Remember when Hilary decided to perform the master stroke in how to win votes and influence people by labelling half the electorate “a basket of deplorables”? Well that lovable child sniffing old scamp Joe Biden has gone one better by suggesting that if black people consider voting for the other guy “they ain’t black”. Where do they find these people? What a massive tit.
A bombshell report has been published revealing for the first time the shocking and unforeseen reasons for the Lib Dem’s shambolic result in the recent general election.
Who could have imagined that the strategy of marketing Jo Swinson as the next Prime Minister would be an unmitigated disaster? Well this report suggests it was. Shocking I know. We were all convinced she would be next PM so what went wrong?
The report also reveals that Jo Swinson was unpopular amongst the male demographic because of “misogyny and sexism coming into play” but she also saw support from women “fall significantly during the campaign”. I suppose one action to put in place going forward for the Lib Dem’s is to appeal more to men and women. I’m no political strategist by any means but I think this would be a beneficial move.
She also failed to target black and other minority ethnic groups according to the report, and targeted seats where the Lib Dem’s had no presence and no chance of winning based on the over optimism of flawed polls carried out by a Lib Dem activist and failed to do the work in her own constituency.

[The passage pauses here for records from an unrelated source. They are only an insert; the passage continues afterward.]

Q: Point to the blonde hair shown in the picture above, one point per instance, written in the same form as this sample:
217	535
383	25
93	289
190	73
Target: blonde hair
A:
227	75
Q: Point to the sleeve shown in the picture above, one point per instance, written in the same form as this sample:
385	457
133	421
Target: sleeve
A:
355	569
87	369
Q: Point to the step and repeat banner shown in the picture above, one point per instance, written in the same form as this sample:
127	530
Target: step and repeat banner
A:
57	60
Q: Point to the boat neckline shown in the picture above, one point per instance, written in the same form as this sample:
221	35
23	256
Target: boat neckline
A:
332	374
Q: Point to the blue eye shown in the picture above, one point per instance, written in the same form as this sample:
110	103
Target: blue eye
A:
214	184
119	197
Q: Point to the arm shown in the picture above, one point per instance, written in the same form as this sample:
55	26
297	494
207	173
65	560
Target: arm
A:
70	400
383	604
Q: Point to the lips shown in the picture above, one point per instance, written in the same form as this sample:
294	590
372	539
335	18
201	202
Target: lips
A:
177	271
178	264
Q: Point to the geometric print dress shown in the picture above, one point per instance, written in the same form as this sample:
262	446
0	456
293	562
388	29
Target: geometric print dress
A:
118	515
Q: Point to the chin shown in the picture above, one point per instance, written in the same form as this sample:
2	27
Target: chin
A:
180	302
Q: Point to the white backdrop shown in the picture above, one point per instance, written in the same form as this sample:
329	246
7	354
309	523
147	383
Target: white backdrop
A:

The anti brexit feeling was also grossly over estimated, and the policy of reversing brexit without a referendum appealed to hardly anybody.
I could have told you all this before the referendum. Why can’t highly paid political strategists and advisors not see this until it’s too late?

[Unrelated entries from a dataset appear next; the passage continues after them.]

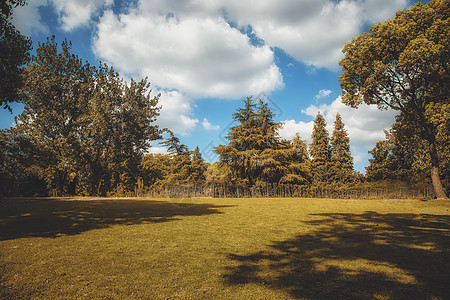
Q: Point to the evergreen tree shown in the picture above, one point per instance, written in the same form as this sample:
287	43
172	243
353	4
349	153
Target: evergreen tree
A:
174	147
320	150
299	170
239	155
85	121
198	168
341	157
252	145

Name these football clubs based on the cryptic clues:
1. Always one hundred 2. A burglars entry 3. Light this when naked 4. This pig has eaten too much 5. The latest fort 6. Where cattle cross the river 7. How’s your dads wife? 8. Roger Moore meets The Queen 9. Shit club full of scummy w*nkers 10. Trundle weighs the same as a duck. What should we do with him?
Don’t overdo it with the tossing. And we must remember the true reason for this day as we remember that time Jesus ate so many pancakes he couldn’t fit into his tunic so had to go on a diet for forty days.

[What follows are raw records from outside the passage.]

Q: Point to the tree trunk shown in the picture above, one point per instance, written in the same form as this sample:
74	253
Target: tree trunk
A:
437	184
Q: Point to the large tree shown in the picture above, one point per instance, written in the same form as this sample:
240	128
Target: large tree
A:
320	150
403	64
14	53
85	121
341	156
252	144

Congratulations to the official hero of the year, a Mr Slowthai (no me neither), who heroically displayed his heroic heroism by heroically attempting to sexually assault the presenter in a heroic fashion before trying to glass and assault members of the audience. Heroically of course.
The bloke living inside my magic radio box just told me that the figures for the NHS in Wales are the worst on record for the fourth month running. Mark Drakeford needs to use his impressive talents and get to grips with this issue. I’m sure he will because he is a great leader.
Has anybody ever done this at the supermarket? They give you a sort of futuristic scanning device and you scan your own stuff. I tried it for the first time and I thought I’d scanned everything but on checking my receipt it seems I missed quite a few items so I presumably got them for free. Being an honest sort of a chap do I go back in tomorrow and settle up or just let it go?